Age minimum	>= 1age old
Age maximum	<= 11age old
Gender	Both
Include criteria	1. Informed consent obtained before any study-related activities. Study-related activities are any procedures that are carried out as part of the study, including activities to determine suitability for the study. 2. Male and female participants with the diagnosis of congenital haemophilia A of any severity based on medical records. 3. Aged 1-11 years (both inclusive) at the time of signing informed consent. 4. For previously treated participants: a. Participant has been prescribed treatment with FVIII concentrate or bypassing agent in the last 26 weeks prior to screening. b. Participants with endogenous FVIII activity >=1%, based on medical records, must have at least 1 treated bleed during the previous 26 weeks before screening for which factor VIII concentrate or bypassing agent has been prescribed (No requirements for participants with FVIII activity <1%). 5. For previously untreated participants: a. Diagnosis of severe haemophilia A (endogenous FVIII activity < 1%) based on medical records. 6. Child and parent/caregiver willingness and ability to comply with scheduled visits and study procedures, including the completion of diary and patient-reported outcomes questionnaires
Exclude criteria	1. Known or suspected hypersensitivity to trial product or related products.a 2. Previous participation in this study.
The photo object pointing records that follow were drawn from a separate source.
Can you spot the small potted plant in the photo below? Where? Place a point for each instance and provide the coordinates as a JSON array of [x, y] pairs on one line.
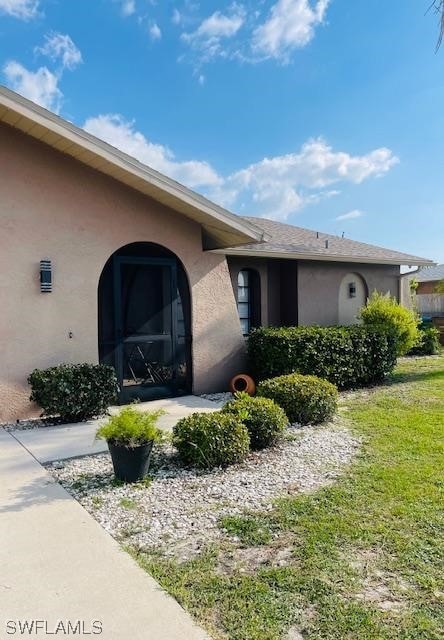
[[130, 436]]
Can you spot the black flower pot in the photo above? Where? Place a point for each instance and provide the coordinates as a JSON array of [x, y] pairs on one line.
[[130, 463]]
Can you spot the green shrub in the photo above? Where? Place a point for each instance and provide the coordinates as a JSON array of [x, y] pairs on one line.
[[131, 428], [264, 419], [74, 391], [427, 343], [383, 311], [346, 356], [211, 439], [305, 399]]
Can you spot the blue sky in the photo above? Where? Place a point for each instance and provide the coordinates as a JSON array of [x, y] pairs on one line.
[[325, 114]]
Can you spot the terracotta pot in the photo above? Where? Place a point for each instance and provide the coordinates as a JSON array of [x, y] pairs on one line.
[[242, 382]]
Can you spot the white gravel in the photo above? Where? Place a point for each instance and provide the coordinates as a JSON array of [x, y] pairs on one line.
[[178, 512]]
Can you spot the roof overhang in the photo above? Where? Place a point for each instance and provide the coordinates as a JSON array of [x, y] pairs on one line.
[[289, 255], [220, 227]]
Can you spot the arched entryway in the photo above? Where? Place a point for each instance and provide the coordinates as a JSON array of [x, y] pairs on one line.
[[145, 322], [352, 296]]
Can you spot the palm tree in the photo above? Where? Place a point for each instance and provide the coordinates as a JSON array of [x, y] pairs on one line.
[[437, 7]]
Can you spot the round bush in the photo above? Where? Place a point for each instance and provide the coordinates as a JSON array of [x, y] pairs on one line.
[[305, 399], [211, 439], [264, 419], [383, 311]]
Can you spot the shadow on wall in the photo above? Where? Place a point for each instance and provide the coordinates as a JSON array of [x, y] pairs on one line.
[[216, 370]]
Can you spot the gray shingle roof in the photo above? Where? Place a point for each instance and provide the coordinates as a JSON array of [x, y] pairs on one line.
[[288, 240], [430, 274]]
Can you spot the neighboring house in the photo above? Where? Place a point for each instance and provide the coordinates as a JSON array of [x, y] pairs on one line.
[[428, 278], [103, 259], [428, 301]]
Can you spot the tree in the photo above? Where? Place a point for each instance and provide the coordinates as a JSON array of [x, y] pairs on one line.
[[437, 7]]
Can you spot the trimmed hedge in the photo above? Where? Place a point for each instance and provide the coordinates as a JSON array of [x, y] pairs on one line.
[[427, 343], [264, 419], [74, 391], [211, 439], [345, 356], [305, 399]]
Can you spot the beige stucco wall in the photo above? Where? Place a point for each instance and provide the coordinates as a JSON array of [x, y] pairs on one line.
[[53, 207], [319, 283]]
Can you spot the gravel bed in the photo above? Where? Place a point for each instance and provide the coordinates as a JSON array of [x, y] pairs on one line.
[[177, 513]]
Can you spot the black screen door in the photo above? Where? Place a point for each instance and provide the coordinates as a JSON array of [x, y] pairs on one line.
[[146, 326]]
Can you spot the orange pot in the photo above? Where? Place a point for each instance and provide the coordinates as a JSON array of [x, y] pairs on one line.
[[242, 382]]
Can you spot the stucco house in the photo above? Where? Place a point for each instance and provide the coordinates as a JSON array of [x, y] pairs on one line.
[[103, 259]]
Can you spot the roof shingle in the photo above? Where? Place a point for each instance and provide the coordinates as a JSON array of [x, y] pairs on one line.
[[286, 240]]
Participation is defined as signed informed consent. 3. Participation (i.e., signed informed consent) in any interventional clinical study with receipt of last dose within 6 months (or 5 half-lives of the investigational medicinal product, whichever is shorter) before planned randomisation. 4. Exposure to non-factor haemostatic products for bleeding prophylaxis within 6 months (or 5 half-lives of the medicinal product, whichever is shorter) before planned randomisation, for participants not included in the run-in. 5. Known congenital or acquired coagulation disorders other than haemophilia A. 6. Other conditions (e.g. autoimmune disease) or laboratory abnormality that may increase risk of bleeding or thrombosis, as evaluated by the investigator.a 7. Any disorder, except for conditions associated with haemophilia A, that in the opinion of investigator might jeopardise the safety of participants or compliance with the protocol.a 8. Mental incapacity, unwillingness to cooperate or a language barrier precluding adequate understanding and cooperation.a 9. Lack of adequate parental/caregiver support to enter accurately and timely information regarding treatment and bleeding episodes into an (electronic) diary.a 10. Previous or current treatment for thromboembolic disease (with the exception of previous catheter-associated thrombosis for which anti-thrombotic treatment is not currently ongoing) or signs of thromboembolic disease. 11. Major surgery planned to take place after screening.a For definition of major surgery, see Table 6-7. 12. Immune tolerance induction planned to take place after treatment initiation.a 13. Hepatic dysfunction defined as aspartate aminotransferase (AST) and/or alanine aminotransferase (ALT) >3 times the upper limit of normal combined with total bilirubin >1.5 times the upper limit of normal measured at screening. 14. Serum creatinine above 1.5 x upper limit of normal (ULN), measured at screening. 15. Pregnancy (female participants).